In an effort to help combat the decrease in enrollment numbers at El Paso Community College, faculty and administrators are assisting in a specialized retention team assembled to help remedy losses.
“Summer enrollment is down by 6 percent, with continuing students enrollment being down by 4.66 percent, 422 people, and first-time transferring students by 40 percent, 425 people,” Dr. Carol Kay, director of institutional research, said.
Victoria Acosta/Tejano Tribune
A drop in continuing and transferring students have affected summer enrollment, down 700 students.
Kay said the combination of the continuing students enrollment numbers and first-time transferring student numbers are the reason for the enrollment decline.
This year, summer enrollment dropped to 11,500 students enrolled, compared to last year’s 12,200.
“We have an exclusive program called the ‘Analytics Dashboard’ that predicts a possible scenario by taking the numbers from 3 years prior and comparing them to the current one to date,” Kay said. “This only shows us where we’re at, because no one can predict the future.”
To attempt to turn around retention and first-time transfer enrollment lows, EPCC assembled a “taskforce” last year, headed by Interim Executive Director of Outreach and Transition Services Dr. Marisa Pierce and consisting of administrators and staff.
“In a campus-wide effort focusing on recruitment as well is retention, the “taskforce” has representation from all areas of the college,” Linda Gonzalez-Hensgen, vice president of student services, said.
With her staff’s involvement in the task force, Director of Recruitment and School Relations Nita Corral-Nava, J.D., said if area high schools don’t have the money to bus students to visit their respective EPCC campuses, then the task force will “take the show to them.”
“We implemented the ‘Early High School Senior Registration’ initiative,” Corral-Nava said. “It counsels and recruits high school seniors and its graduates. This initiative started in the spring and will continue throughout the entire summer.”
After partnering with the counseling department, 1,000 student recruits were advised; 600 registered, with the remaining 400 still being processed on a one-on-one basis, she said.

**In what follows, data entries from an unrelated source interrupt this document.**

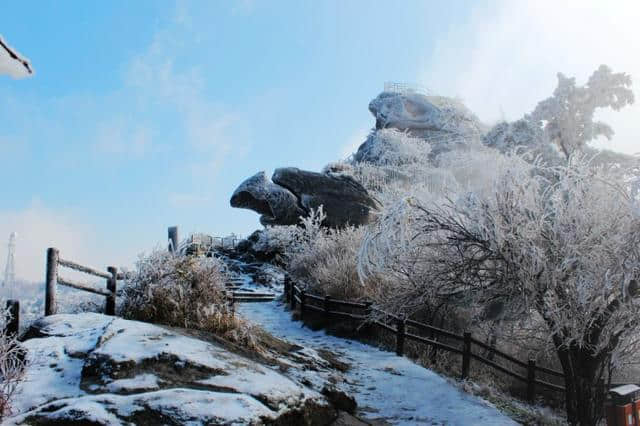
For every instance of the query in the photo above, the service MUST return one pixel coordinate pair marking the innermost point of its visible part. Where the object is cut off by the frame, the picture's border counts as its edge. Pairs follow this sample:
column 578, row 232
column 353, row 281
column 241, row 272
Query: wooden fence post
column 293, row 296
column 327, row 306
column 13, row 317
column 50, row 307
column 466, row 355
column 531, row 380
column 367, row 309
column 173, row 239
column 287, row 289
column 110, row 308
column 400, row 330
column 302, row 302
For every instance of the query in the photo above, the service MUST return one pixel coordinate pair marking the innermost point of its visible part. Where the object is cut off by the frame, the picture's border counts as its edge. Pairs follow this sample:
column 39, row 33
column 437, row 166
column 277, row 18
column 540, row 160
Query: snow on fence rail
column 403, row 327
column 53, row 279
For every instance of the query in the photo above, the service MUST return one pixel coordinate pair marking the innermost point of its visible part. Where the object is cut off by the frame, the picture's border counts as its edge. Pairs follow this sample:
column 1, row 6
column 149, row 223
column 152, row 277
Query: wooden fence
column 405, row 329
column 54, row 262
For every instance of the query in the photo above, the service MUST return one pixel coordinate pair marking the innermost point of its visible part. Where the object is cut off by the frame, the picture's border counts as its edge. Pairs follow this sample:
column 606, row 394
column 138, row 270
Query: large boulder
column 99, row 370
column 444, row 123
column 276, row 204
column 292, row 193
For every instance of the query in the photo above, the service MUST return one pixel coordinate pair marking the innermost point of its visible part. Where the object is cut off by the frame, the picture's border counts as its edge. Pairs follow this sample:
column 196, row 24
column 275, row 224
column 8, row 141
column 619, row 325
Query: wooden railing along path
column 406, row 329
column 54, row 262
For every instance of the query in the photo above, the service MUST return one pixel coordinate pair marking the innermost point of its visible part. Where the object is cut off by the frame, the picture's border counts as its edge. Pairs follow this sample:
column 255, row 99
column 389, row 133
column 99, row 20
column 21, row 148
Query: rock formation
column 292, row 193
column 444, row 123
column 95, row 369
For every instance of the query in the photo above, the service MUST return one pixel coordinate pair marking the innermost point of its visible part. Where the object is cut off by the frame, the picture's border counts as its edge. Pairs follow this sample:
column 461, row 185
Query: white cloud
column 210, row 130
column 507, row 57
column 188, row 200
column 38, row 228
column 117, row 137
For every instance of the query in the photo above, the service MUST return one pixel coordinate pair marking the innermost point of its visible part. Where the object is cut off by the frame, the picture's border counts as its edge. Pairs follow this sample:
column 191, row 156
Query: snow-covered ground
column 384, row 385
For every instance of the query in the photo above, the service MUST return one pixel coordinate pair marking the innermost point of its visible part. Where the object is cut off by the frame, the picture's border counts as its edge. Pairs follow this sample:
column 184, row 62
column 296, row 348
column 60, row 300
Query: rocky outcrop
column 444, row 123
column 292, row 193
column 95, row 369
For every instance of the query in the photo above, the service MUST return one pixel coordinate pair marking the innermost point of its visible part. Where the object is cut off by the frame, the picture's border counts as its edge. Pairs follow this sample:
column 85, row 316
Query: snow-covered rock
column 415, row 111
column 292, row 193
column 275, row 203
column 95, row 369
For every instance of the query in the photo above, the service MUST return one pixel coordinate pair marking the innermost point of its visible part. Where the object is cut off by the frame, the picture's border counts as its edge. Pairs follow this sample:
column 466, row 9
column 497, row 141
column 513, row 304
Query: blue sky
column 147, row 114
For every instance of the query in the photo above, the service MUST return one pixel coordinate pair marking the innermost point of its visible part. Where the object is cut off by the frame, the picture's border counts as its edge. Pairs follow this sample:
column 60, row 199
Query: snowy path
column 385, row 386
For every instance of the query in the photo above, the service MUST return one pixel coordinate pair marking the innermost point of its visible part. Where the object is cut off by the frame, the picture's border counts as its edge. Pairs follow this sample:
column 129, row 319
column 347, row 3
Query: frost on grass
column 91, row 367
column 183, row 291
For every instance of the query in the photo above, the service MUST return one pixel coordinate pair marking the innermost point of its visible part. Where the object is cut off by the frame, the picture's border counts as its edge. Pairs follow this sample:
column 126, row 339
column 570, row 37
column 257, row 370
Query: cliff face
column 95, row 369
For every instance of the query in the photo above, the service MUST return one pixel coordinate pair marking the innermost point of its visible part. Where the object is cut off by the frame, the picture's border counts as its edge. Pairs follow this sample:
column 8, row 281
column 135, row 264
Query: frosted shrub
column 324, row 260
column 182, row 291
column 557, row 245
column 275, row 239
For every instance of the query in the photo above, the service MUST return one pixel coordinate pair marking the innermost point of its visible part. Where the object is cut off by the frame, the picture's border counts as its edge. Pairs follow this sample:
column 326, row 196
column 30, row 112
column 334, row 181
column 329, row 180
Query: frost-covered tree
column 12, row 63
column 563, row 252
column 567, row 116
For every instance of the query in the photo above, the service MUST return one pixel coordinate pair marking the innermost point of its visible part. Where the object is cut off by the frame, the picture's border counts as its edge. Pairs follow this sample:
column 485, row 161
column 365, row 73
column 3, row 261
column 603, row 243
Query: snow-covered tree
column 12, row 63
column 567, row 116
column 563, row 252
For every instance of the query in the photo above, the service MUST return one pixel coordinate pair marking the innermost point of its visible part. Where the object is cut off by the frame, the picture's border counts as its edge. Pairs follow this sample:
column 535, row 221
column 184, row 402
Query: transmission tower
column 10, row 269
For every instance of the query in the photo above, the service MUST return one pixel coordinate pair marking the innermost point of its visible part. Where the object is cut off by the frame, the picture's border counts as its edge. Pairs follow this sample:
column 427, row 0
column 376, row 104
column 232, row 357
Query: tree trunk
column 584, row 397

In effect to the Board of Trustees approving tuition increases earlier this spring, Executive Director of Financial Aid Raul Lerma said the financial aid department took the tuition increase into account when state grant money was set aside to aid the students.
“We addressed the recent tuition increase by awarding available funds to minimize any financial hardships to students,” Lerma said. “Using what was left-over from unused Pell grant money, the combining of the two would help continuing students with tuition.”
Although lines in the Enrollment and Student Services building may not always be long, Emily Alonzo, EPCC Valle Verde admissions and registrar assistant, said no lines does not always mean no people.
“Looks can be deceiving,” she said. “The process of enrollment has been made easier with online registration. The absence of the physical body is not an indicator that enrollment is drastically down, processing paperwork still remains steady.”
With enrollment number lows identified, Carmen Garcia, EPCC Valle Verde financial aid specialist, remains positive.
“Returning students, freshmen [high school graduates] as well as transient students, have kept us constantly busy [this summer],” Garcia said. “We’re not busting out at the seams yet, but we are ready and prepare for it."